Do you remember much about that last night you spent with him?
Sure. Yeah, we jammed all night. We played. He had a friend named Deering Howe, and I got a call – he was over at that house. And I went over there. We had a few beers. And then it was time to leave, and he came over to my place. We played records and played some guitar together. We talked about recording another album together. I had to go to Newfoundland the next day, and he had to go down to Macon. He was in good shape – believe me.
Was this your house in East Hampton?
No, no, no. This was a loft I had on Broadway in New York. This was the night before he died. I forget the date, exactly, but that’s when it was.
When you used to jam with Duane, was it mainly on acoustic?
Acoustic – absolutely! He’d say, “Man, play this stuff here.” He’d ask me to play the Robert Johnson slide stuff. I mean, he was a fantastic slide player, but he played in a straight tuning [early on] – you know, not being tuned to an open chord. And so he used to watch me play in an open tuning. He told me that he dug that. And I used to dig the way he played, very much.
Could you describe his style of playing slide?

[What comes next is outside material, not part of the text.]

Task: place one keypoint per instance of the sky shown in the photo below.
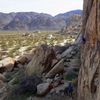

Well, he [originally] played with it tuned straight – not to a chord. He just knew where to hit the notes with the slide so it would make the right sound. He played, like, single-string slide, and a few chord things.
Was he usually on?
I don’t think I ever heard him off. I said, “Man, how did you ever get to play that good?” He said, “By taking speed every night for three years and playing in little rock bands.” I said, “What?!” [Laughs.] I don’t know if he was kidding or not, you know, but the guy for sure was really a great guitar player. I mean, he had feeling. He really had sensitivity to all kinds of styles – blues and R&B stuff. He was just prolific.
Did he usually fingerpick when playing slide with you?
No. Not at all. He played with a flatpick, as I recall.
In the photos I’ve seen of the two of you jamming together, he’s playing an old metal-body National guitar.
Oh, right! He had one. That’s right. In fact, I think it belongs now to Dickey Betts. It’s been about four years or more since I was down in Macon and was around those guys, so a lot may have changed. I don’t know who has the old guitars anymore or anything. But there was a time when I was on a lot of gigs with them. I knew them all very well.
Is there anything you’d care to add, John?
Well, he was a unique guitar player. Not so much that there weren’t other guys who could play blues or R&B stuff, but his feeling and his magnetism was unique. And he was also a good friend – the kind of guy that everybody looked up to. He was a real leader. And what a tragic loss.
The cuts with me, you mean? [Laughs.]
Yeah. Or other cuts.
Well, when he did “Shake For Me” on the album that we cut together, I was floored. There’s a lot more that was edited out of that. I mean, he played on and on and on and on. And it just had to be edited in order to fit the album. But like I say, he was the leader of the whole South thing – the Muscle Shoals sound, the Miami sound. He was the catalyst. He’s what made it fantastic. And everybody looked up to him.